Le souci en quelque sorte, c’est du sérieux, c’est le sérieux par
excellence puisque l’existence va se retrouver dans une confrontation
permanente avec une limite infranchissable, sa propre mort. C’est cette
perspective de la mort comme limite, et c’est ainsi que j’entends sa
formule d’être-vers-la-mort, qui va mettre en tension la dimension du
projet, du pas encore fait, avec le « déjà fait », l’accompli sur
lequel on ne peut plus revenir, qui va faire du présent un temps à la
fois du souci et de l’insouciance. Mais l’insouciance n’a de place que
dans la mesure où le souci est la structure fondamentale de l’Etre-là.
Cette spéculation philosophique n’est pas sans profondeur et on entend
bien comment Lacan a pu être retenu par les propositions du penseur
allemand. Si le souci est ce qui caractérise une dimension fondamentale
de l’Etre, si l’Etre-là humain n’est jamais éloigné d’une possible
angoisse, on se retrouve il me semble assez près de la notion d’un
sujet divisé dont le rapport au désir lui donne rendez-vous avec
l’angoisse. Mais alors comment entendre cela avec le vieillir et avec
son horizon ?
Montaigne recommandait en ses Essais d’avoir toujours devant nous cette
idée de la mort, que c’était la meilleure façon de ne pas oublier
qu’elle arrive. Va-t-on dire que l’expérience de la psychanalyse
conduirait à ne pas oublier notre condition de mortelle ? Qu’il
conviendrait-il de ne pas s’égarer dans l’ignorance et de mobiliser
notre attention aux signes précurseurs de notre finitude ? En d’autre
termes que l’éthique qui s’en dégagerait aurait à faire avec un soupçon
de mélancolie pour nous orienter vers une sagesse ?
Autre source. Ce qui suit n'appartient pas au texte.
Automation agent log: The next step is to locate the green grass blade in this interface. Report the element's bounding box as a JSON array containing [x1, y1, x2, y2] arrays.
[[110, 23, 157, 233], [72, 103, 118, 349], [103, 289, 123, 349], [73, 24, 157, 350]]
Chez Heidegger c’est moins une attention permanente qu’un savoir qu’il
élève au rang d’une condition de l’Être ; il y a bien une certitude de
la mort, même si cela reste pour tout le monde une certitude empirique,
celle qui me fais dire, « c’est sûr je vais mourir moi aussi » mais
surtout quand je suis le témoin de la mort de l’autre.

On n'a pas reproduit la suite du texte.